DENVER -- As the coronavirus sweeps across Colorado, many people are stepping forward to help thwart the pandemic's advance.
Several have taken it upon themselves to remedy the shortage of medical masks for those on the front lines at Colorado hospitals.
On Sunday, a Personal Protective Equipment (PPE) drive will be held in Lot J at Empower Field at Mile HIgh.
That drive is being organized by House Majority Leader Alec Garnett, House Minority Leader Patrick Neville, Project C.U.R.E., Colorado Concerns and the Denver Broncos.
A Denver dialysis patient, who uses a cane to get around, reached out to Denver7 after hearing about a similar effort called the "100 Million Mask Challenge."
Walter Marshall has 30 to 40 spare masks and a few spare bottles of hand sanitizer, and since he's having difficulty getting around on his own, he asked a news crew to pick them up and deliver them to the drop-off location.
Marshall uses level 2 masks to keep from getting germs on his home dialysis equipment.
"I've got another shipment coming in," he said, "so I'm good. None of this is going to hurt me."
Marshall, an avid news watcher, said he's stunned by the rapidly rising increase in coronavirus cases worldwide.
"I said to myself, people are dying every day, until they find a vaccine, or cure or something," he said.

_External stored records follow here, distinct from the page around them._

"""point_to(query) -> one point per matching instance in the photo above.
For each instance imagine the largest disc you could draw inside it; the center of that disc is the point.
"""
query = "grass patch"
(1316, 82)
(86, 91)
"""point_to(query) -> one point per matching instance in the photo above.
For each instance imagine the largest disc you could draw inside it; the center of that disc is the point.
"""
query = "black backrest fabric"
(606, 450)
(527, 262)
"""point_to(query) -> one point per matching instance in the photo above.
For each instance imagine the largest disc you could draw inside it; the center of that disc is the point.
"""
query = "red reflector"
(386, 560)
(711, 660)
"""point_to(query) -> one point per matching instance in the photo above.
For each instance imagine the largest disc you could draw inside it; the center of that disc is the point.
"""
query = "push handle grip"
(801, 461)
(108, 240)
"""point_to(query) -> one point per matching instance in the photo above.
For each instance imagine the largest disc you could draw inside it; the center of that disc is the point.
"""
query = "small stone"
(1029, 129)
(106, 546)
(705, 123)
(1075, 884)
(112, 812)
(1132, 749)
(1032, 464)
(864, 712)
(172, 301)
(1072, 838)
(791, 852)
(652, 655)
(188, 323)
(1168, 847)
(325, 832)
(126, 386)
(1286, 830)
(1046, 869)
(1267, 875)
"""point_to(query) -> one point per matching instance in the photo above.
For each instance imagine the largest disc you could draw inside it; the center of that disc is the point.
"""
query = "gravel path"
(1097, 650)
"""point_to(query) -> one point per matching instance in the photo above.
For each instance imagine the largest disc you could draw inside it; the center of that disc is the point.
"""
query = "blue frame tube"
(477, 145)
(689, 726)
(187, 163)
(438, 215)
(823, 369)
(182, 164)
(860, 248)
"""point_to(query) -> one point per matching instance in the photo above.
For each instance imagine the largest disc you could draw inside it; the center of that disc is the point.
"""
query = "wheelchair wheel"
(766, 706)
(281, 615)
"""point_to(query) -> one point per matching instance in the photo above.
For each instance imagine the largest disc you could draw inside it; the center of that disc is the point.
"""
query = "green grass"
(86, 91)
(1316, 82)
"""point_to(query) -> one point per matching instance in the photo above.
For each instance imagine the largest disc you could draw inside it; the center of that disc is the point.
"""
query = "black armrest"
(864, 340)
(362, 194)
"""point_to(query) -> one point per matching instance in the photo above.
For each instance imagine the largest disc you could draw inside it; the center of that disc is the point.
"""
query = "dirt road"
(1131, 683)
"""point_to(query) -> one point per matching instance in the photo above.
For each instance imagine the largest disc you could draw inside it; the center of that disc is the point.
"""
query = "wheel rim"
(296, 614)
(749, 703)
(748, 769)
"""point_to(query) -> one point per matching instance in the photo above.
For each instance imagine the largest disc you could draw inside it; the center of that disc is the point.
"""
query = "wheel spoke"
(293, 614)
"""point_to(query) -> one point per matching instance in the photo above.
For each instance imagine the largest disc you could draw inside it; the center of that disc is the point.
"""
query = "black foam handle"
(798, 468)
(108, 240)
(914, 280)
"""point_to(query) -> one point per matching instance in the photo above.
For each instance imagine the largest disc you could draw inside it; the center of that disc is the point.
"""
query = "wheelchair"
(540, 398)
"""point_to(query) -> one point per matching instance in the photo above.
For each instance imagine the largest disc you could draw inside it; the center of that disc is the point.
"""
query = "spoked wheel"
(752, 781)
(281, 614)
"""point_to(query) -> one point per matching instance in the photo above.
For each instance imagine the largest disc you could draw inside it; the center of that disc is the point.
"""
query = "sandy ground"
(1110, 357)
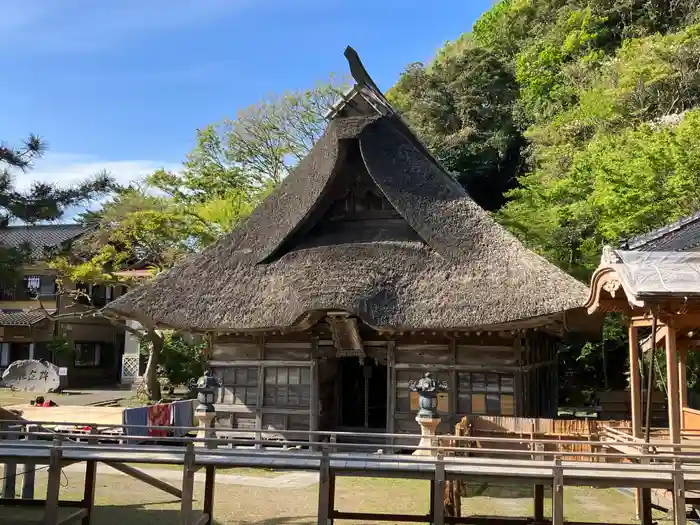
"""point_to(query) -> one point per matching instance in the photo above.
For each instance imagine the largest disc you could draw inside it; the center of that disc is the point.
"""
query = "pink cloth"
(159, 416)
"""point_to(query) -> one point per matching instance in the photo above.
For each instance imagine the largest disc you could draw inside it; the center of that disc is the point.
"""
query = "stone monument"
(428, 417)
(30, 375)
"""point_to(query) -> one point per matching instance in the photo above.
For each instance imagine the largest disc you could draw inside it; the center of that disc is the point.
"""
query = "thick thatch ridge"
(466, 271)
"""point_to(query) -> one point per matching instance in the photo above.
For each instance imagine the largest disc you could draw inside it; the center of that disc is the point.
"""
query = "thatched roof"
(437, 261)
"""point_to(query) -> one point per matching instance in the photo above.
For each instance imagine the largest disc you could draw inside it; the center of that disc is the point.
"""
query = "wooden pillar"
(324, 489)
(635, 383)
(674, 409)
(28, 480)
(315, 394)
(89, 491)
(682, 381)
(678, 495)
(539, 504)
(636, 404)
(391, 392)
(558, 493)
(187, 486)
(438, 513)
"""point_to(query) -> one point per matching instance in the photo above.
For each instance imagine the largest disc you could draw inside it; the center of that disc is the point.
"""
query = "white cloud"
(86, 25)
(64, 169)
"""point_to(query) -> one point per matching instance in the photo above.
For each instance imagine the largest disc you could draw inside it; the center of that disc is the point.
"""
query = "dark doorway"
(355, 411)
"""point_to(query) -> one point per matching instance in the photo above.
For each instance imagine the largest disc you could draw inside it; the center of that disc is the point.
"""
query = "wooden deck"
(668, 473)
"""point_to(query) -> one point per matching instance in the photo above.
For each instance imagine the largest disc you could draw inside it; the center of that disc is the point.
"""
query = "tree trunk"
(152, 383)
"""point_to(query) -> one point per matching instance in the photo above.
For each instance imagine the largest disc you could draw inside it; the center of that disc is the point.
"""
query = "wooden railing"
(529, 460)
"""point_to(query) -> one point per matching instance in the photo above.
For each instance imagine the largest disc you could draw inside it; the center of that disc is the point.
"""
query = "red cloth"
(159, 416)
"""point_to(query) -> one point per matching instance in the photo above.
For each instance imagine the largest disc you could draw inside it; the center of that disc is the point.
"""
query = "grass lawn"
(267, 473)
(121, 500)
(10, 397)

After seeing a rise in the number of young people getting sick, the 65-year old Denver resident decided to do more than donate spare masks.

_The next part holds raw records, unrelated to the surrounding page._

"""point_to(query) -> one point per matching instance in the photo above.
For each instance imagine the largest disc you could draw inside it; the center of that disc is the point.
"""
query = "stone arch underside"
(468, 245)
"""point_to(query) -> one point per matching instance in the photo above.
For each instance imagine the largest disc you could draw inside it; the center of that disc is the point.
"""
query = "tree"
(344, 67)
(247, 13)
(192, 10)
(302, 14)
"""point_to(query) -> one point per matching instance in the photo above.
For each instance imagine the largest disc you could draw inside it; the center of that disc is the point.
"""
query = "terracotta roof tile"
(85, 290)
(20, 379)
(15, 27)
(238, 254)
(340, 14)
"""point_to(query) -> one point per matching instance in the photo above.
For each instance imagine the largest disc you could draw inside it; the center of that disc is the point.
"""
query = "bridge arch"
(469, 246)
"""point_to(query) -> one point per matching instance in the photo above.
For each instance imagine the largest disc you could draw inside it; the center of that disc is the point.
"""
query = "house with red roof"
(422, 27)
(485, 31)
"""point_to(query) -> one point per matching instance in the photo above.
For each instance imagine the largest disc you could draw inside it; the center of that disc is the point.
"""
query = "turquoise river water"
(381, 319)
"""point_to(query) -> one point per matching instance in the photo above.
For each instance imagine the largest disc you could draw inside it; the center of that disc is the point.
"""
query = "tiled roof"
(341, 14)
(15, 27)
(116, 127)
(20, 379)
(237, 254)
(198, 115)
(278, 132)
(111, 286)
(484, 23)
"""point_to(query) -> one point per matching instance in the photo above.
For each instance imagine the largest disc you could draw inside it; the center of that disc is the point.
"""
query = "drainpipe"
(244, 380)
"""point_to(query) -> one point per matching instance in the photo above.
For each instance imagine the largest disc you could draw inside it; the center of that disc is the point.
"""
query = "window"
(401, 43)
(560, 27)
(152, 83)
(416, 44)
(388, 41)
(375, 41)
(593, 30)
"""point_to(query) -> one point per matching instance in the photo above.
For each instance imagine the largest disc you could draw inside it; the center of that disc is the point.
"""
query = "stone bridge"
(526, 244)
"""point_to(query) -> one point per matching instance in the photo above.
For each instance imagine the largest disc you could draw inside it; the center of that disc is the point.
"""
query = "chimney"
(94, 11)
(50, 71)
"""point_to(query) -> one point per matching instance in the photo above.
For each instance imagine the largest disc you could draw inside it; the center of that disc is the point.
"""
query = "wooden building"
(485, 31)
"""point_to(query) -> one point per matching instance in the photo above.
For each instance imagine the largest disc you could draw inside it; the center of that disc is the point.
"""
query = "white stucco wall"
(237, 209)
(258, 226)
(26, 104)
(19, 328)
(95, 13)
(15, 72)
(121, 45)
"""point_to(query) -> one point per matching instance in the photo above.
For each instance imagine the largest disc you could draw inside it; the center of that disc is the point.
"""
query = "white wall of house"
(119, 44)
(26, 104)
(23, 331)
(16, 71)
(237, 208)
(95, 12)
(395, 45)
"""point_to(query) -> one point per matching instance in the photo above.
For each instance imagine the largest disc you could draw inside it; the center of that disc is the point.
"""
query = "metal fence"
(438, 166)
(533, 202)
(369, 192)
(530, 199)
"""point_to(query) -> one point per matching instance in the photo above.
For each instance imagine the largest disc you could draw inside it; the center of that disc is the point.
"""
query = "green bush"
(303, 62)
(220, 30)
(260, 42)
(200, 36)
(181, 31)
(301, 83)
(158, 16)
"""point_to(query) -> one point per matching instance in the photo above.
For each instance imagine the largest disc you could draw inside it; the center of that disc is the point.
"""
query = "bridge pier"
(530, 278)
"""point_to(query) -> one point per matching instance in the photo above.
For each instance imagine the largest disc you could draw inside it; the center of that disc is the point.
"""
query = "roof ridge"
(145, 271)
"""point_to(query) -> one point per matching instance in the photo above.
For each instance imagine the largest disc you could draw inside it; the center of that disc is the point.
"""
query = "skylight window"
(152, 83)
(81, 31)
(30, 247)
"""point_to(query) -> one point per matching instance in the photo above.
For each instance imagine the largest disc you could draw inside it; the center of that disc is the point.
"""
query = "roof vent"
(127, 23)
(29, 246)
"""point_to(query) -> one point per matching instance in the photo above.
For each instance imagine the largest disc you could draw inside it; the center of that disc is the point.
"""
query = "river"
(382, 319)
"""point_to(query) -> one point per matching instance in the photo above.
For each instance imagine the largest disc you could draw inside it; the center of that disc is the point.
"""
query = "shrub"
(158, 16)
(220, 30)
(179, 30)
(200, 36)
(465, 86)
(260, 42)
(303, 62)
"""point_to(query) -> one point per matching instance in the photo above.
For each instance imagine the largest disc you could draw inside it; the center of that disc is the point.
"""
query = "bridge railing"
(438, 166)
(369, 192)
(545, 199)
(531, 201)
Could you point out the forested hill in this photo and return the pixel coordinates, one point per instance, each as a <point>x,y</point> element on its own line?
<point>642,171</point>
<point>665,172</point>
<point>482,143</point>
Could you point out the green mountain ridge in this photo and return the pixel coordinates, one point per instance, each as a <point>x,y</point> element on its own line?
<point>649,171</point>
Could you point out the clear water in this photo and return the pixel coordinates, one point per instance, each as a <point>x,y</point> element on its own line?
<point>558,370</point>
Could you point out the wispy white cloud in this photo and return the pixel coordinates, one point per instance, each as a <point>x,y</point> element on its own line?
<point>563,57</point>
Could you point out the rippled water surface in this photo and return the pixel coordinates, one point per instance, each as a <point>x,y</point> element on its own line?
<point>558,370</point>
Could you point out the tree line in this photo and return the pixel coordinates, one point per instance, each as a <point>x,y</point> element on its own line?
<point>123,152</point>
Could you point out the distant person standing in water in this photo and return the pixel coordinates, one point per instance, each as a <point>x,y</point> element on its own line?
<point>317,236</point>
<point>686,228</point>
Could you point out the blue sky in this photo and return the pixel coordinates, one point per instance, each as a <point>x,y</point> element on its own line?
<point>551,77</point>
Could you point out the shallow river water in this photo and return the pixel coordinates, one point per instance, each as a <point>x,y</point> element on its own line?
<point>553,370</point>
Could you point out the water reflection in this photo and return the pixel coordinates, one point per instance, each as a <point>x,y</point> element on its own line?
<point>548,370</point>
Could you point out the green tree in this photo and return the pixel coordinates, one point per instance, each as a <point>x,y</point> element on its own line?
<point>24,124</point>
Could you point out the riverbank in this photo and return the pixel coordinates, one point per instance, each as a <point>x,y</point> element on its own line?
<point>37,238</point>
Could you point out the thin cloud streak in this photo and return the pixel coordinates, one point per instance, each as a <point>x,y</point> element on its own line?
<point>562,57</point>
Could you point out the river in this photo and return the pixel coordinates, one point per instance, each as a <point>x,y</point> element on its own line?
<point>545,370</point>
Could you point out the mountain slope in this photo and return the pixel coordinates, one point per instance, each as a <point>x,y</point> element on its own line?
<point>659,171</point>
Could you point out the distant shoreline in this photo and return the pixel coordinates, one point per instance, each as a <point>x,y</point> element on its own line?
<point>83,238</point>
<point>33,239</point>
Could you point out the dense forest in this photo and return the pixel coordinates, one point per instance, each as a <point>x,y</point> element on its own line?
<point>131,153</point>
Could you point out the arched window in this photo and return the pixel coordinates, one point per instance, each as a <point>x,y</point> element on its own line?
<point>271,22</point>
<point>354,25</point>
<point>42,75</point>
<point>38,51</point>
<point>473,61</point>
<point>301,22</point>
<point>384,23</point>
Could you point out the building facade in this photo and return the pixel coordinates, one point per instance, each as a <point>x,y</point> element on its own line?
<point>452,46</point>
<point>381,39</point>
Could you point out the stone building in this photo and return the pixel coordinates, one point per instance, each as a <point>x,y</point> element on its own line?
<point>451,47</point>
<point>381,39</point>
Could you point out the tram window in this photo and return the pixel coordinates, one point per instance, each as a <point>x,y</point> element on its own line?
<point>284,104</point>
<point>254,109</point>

He dictated a letter to his niece offering to volunteer as a candidate for coronavirus research.
He asked her to send the letter to UC-Health in Aurora, where he's been treated for kidney issues, John Sealy Hospital in
Galveston, Texas, where he was born, and to Johns Hopkins Medical Center in Baltimore.
He likened the battle against the coronavirus to war.
"In war, we have casualties. In war, people lose lives, he said. "I want to be a soldier."
"My uncle is fearless and determined," said Phyllise Forbes, the niece who wrote the letter. "I'm honored to have someone in my family that's willing to go above and beyond for other human beings."
Marshall said he's not trying to be a hero, he just wants to help, as doctors helped him with his kidney issues and an earlier stroke.
He took time during the interview to direct a message to college kids who spent Spring Break congregating in large groups on beaches, or at ski areas.
"Who sent you to that college," he asked, "a grandmother, a grandfather, a great aunt or uncle?"
He said there's a chance some of the student may have become infected with the virus.
"You're young, you're strong, you don't feel anything," he said, "but you may go home to dinner, and now you're going to pass it to the person who gave your your tuition, that helped you with your books, and now they've got it."
He said he hopes none of those college kids have to go to a funeral.
Marshall is challenging other dialysis patients, and other Denver residents who use level 2 or level 3 masks, to check their storage closets and drawers to see if they have some they can spare.
"Find them and donate them," he said.
PPE Drop-off Location
If you have personal protective equipment (in an unopened box or bottle) that you'd like to donate, you can drop them off in Lot J at Empower Field at Mile High, between 12 and 4 p.m Sunday.
Be aware that social distancing will be practiced in the collection area.